When white light from the organic EL element for displaying some pixel of the pixels passes through the color-filter-forming coloring layer of the pixel to enter the coloring layer of a pixel adjacent to the pixel, almost the entire white light is absorbed (in these pixels) in accordance with the respective light transmission properties of the two coloring layers in the visible light band. Thus, in particular, the matter that the white light from the organic EL element for displaying the (image-displayed) pixel directly enters into the coloring layer of the pixel adjacent thereto largely affects color shift or color mixing of the displayed image.

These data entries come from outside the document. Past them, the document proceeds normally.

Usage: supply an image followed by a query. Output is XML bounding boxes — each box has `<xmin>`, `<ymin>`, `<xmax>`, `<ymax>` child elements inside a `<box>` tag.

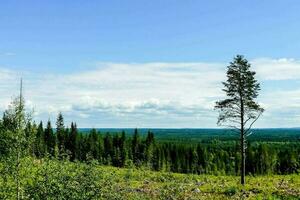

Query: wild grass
<box><xmin>0</xmin><ymin>158</ymin><xmax>300</xmax><ymax>200</ymax></box>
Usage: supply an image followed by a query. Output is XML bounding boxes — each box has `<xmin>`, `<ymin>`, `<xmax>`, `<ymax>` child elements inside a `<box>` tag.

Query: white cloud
<box><xmin>0</xmin><ymin>59</ymin><xmax>300</xmax><ymax>127</ymax></box>
<box><xmin>252</xmin><ymin>58</ymin><xmax>300</xmax><ymax>80</ymax></box>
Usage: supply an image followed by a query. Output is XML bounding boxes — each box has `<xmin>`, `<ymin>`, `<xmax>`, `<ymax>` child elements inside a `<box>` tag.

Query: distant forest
<box><xmin>0</xmin><ymin>111</ymin><xmax>300</xmax><ymax>175</ymax></box>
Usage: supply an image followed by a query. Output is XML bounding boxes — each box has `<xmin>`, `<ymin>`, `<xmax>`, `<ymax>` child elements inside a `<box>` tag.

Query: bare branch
<box><xmin>245</xmin><ymin>112</ymin><xmax>262</xmax><ymax>135</ymax></box>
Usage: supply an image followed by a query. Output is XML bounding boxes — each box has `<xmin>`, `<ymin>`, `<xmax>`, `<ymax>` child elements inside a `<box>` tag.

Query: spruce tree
<box><xmin>215</xmin><ymin>55</ymin><xmax>264</xmax><ymax>184</ymax></box>
<box><xmin>56</xmin><ymin>112</ymin><xmax>66</xmax><ymax>154</ymax></box>
<box><xmin>44</xmin><ymin>120</ymin><xmax>57</xmax><ymax>156</ymax></box>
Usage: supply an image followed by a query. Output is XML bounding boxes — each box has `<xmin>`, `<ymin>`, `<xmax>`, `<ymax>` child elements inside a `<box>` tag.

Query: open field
<box><xmin>0</xmin><ymin>158</ymin><xmax>300</xmax><ymax>199</ymax></box>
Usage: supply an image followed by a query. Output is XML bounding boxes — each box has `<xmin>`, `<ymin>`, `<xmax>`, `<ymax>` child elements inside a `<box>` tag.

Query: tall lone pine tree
<box><xmin>215</xmin><ymin>55</ymin><xmax>264</xmax><ymax>185</ymax></box>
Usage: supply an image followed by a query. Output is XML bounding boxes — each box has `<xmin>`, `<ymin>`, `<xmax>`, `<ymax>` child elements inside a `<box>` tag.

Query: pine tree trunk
<box><xmin>241</xmin><ymin>98</ymin><xmax>246</xmax><ymax>185</ymax></box>
<box><xmin>241</xmin><ymin>130</ymin><xmax>246</xmax><ymax>185</ymax></box>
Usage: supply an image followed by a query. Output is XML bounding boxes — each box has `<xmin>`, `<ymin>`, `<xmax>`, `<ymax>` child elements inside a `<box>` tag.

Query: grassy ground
<box><xmin>0</xmin><ymin>159</ymin><xmax>300</xmax><ymax>200</ymax></box>
<box><xmin>100</xmin><ymin>167</ymin><xmax>300</xmax><ymax>199</ymax></box>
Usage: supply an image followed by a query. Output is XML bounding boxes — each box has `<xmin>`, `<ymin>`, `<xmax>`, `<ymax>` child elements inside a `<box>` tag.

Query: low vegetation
<box><xmin>0</xmin><ymin>157</ymin><xmax>300</xmax><ymax>199</ymax></box>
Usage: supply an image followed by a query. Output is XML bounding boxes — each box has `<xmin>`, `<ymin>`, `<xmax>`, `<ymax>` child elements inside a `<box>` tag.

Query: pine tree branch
<box><xmin>245</xmin><ymin>112</ymin><xmax>262</xmax><ymax>136</ymax></box>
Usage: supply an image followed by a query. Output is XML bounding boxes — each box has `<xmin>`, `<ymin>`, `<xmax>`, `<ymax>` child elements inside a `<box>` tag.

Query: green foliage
<box><xmin>0</xmin><ymin>157</ymin><xmax>300</xmax><ymax>200</ymax></box>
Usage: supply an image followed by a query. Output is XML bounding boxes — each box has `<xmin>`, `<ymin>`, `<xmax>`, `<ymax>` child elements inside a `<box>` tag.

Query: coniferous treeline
<box><xmin>0</xmin><ymin>113</ymin><xmax>300</xmax><ymax>175</ymax></box>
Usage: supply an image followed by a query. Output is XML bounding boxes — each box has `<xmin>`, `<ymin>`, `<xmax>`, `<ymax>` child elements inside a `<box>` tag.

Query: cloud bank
<box><xmin>0</xmin><ymin>58</ymin><xmax>300</xmax><ymax>128</ymax></box>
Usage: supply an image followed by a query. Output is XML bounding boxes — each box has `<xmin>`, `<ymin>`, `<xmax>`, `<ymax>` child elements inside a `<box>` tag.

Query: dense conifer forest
<box><xmin>0</xmin><ymin>112</ymin><xmax>300</xmax><ymax>175</ymax></box>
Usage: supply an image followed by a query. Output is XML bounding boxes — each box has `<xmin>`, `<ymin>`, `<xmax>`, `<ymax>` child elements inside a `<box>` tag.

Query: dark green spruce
<box><xmin>215</xmin><ymin>55</ymin><xmax>264</xmax><ymax>184</ymax></box>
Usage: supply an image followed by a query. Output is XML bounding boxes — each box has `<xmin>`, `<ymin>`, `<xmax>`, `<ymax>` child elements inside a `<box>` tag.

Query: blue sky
<box><xmin>0</xmin><ymin>0</ymin><xmax>300</xmax><ymax>127</ymax></box>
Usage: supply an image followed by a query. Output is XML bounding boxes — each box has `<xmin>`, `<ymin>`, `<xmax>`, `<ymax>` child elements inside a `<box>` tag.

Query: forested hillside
<box><xmin>0</xmin><ymin>113</ymin><xmax>300</xmax><ymax>175</ymax></box>
<box><xmin>0</xmin><ymin>87</ymin><xmax>300</xmax><ymax>199</ymax></box>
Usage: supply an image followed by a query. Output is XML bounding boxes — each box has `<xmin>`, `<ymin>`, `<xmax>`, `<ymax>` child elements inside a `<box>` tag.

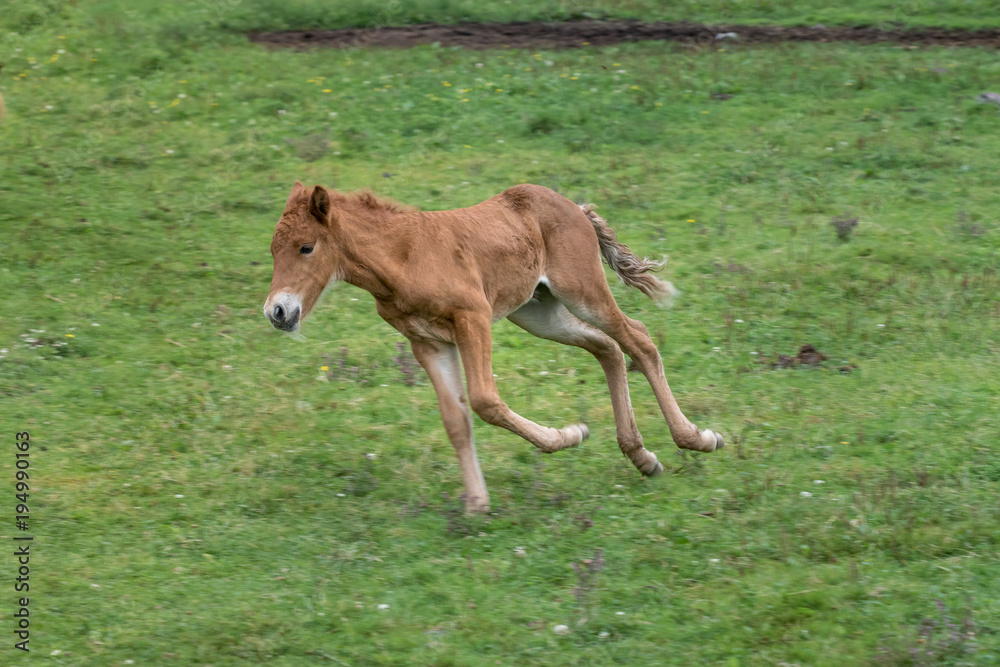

Also in a different-color-separately-painted type organic EL display device, which has organic EL elements in which respective light emitting layers in multiple colors such as red, green and blue are arranged in a planar form, at the time of using a color filter together therewith, color shift or color mixing is generated in an image displayed therein in the same manner as in the above-mentioned white-light-emitting type organic EL display device.
FIG. 15 is a graph showing an example of the following: emission spectra of an organic EL element in which respective light emitting layers in three colors of red, green and blue are arranged in a planar form; and transmission spectra of a color filter. For example, the emission spectrum of the blue light emitting layer of the organic EL element partially overlaps the transmission spectrum of a green coloring layer of the color filter, so that blue light from the blue light emitting layer partially transmits the green coloring layer. Similarly, the emission spectrum of the green light emitting layer of the organic EL element partially overlaps the transmission spectrum of a blue coloring layer of the color filter, so that green light from the green light emitting layer partially transmits the blue coloring layer. Furthermore, the emission spectrum of the red light emitting layer of the organic EL element partially overlaps the transmission spectrum of the green coloring layer of the color filter, so that red light from the red light emitting layer partially transmits the green coloring layer. For this reason, color shift or color mixing is unfavorably caused in the image displayed by a matter that light from the organic EL element of a pixel adjacent thereto enters the (image-displayed) pixel.
Following requests for making displays highly minute and fine, and making the quality thereof high, it has been becoming impossible, about each of the pixels, for the quality of the pixel, to ignore the entry of light into the pixel from the organic EL element of a pixel adjacent to the pixel.